But that swing, by any other name, would sway so sweet. Haack remembers seeing Watson play for the first time at age 14 at a junior tournament and when he became Georgia's coach in 1996, began recruiting him almost immediately. It took two years at Faulkner State Community College in Bay Minette, Ala., to satisfy Georgia's eligibility requirements, but once Watson hit Athens for the 1999-2000 season, Bubba the Bulldog took off.

Making All-American (honorable mention) as a junior, Georgia won back-to-back SEC titles for the first time in 18 years during his tenure. The team character, he showed up to play a tournament with his school-issue white spikes bright red because, well, they needed to be red. Regrettably, the Bulldogs opted to wear maroon shirts that day. Sartorial damage was significant.

"It's hard to believe how much talent he has," Haack said.

Equally hard to believe was Watson's decent his senior year, where he tumbled from the team's top five spots. A reigning All-American spent his final season on the bench. The logical explanation was UGA's sudden glut of talent: Georgia's 2001 starting five (Nick Cassini, Erik Compton, Bryant Odom, Ryan Hybl and David Miller) were all named among the first three All-American teams, a college golf first.

But if Watson had been simply been beaten out by greater talent, he hardly helped himself with his final competition stroke of his junior year. At the NCAA championships at Grand National Golf Course in Opelika, Ala., Watson missed a haphazard backhanded tap-in to close his second round and Georgia wound up missing the mid-tournament cut by a stroke. Some feel another dye job was cast at that moment, which his coach denies.

"I guess he thinks I still hold that against him," Haack said. "But that's just not the case."

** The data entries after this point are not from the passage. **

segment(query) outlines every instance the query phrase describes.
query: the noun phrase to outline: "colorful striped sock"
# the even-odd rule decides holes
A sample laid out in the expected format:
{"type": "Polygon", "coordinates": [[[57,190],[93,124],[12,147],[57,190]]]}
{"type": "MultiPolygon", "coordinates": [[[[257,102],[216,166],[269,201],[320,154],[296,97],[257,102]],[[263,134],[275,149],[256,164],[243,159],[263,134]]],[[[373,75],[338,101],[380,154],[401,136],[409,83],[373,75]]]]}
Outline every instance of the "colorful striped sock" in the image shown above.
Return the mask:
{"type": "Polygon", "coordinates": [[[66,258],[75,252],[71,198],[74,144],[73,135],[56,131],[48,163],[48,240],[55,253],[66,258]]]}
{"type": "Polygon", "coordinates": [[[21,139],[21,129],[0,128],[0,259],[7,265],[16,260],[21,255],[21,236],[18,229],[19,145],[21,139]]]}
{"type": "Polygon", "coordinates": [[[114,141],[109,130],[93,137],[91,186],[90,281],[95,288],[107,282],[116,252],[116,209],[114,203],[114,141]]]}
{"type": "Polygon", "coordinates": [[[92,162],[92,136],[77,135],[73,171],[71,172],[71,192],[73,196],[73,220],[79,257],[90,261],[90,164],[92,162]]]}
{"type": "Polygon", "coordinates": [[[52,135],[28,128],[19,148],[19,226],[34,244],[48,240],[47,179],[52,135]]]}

Nearly five years later, the subject is still a sore one and Watson can take some satisfaction in the fact that he is the first member of the 2001 Bulldogs roster to earn his Tour card.

"I didn't want to graduate from Georgia," Watson said at the Sony when asked if he earned his degree. "I'm not happy about that school."

In 2002, he was not happy with anything, eager to test himself on professional golf, but all but broke. A Ping sponsorship rescued him and the following year, he hit the Nationwide Tour with a big bang, finishing third in driving (319 yards) in his first year. He was also the 115th-ranked putter.

"You looked at him. He looks like he has a perfect golf physique," said Jason Gore, a Nationwide veteran recalling Watson's first pro season. "Then you watch him hit balls and you're going, 'Who the [heck] is this guy?' He was so long, I had to stop watching. He hits these shots, where nothing is ever straight. . . . I asked him why he did it, why he hits 30-yard hooks. He says, 'I think it's too hard to hit little draws. I'd rather hit a big one.' "

With steady but marked improvement with his putter ? he still uses twine-wrapped shaft built by his father, giving to the image that he is putting with a long candy cane ? Watson saw his Nationwide overall ranking climb from 67th in 2003 to 37th in 2004 and finally 21st last year. The number was magic. Normally, the top 20 finishers from the Nationwide earn PGA Tour cards but when Gore won three Nationwide tournaments which earned him immediate promotion last August, the class of 20 was expanded by one.

When the standings were finalized last fall, Gore and his wife Megan Ann received a delivery of chocolates and a dozen pink roses. The card was signed "Bubba."

The first Bubba

When Watson isn't on his stick, he can be equally impressive. His first swing of the Buick, off No. 1 tee of the North Course Thursday, generated a low hissing snap hook that, had it not struck one of Torrey Pines' gnarled trees, might have put him on the adjacent second green. Bubba just dropped Big Pink where he stood and stared at his 120-yard drive. He then parred the hole.

"I don't get down," he said. "If I shoot 80, next day I can shoot 65 because I never think about it. I'm not smart enough to remember scores."

But Woods is, and not just the stroke totals. Noted for his lankiness as he arrived on the scene a decade ago, Woods, who says he is 6 feet and not his listed 6-1, feels he is shrinking. Watson is one of 26 players in the 2006 Tour media guide listed at 6-3 or taller, which reintroduced how the game's reigning player views the future.

"The guys are going to be longer, bigger, more athletic," Woods said. "I'm only six foot. Wait until guys who come out here are 6-5 and 6-6 and have the skills to play the game of golf and have the speed."

Whether Bubba Watson is the vanguard of such a movement will only be known through the power hook of time. But for now, the Tour's newest act tries to learn more about the game that he taught to himself.

"I don't want to be like anybody else," he said. "People say, 'How about Phil Mickelson? Payne Stewart?' I want to be the first Bubba."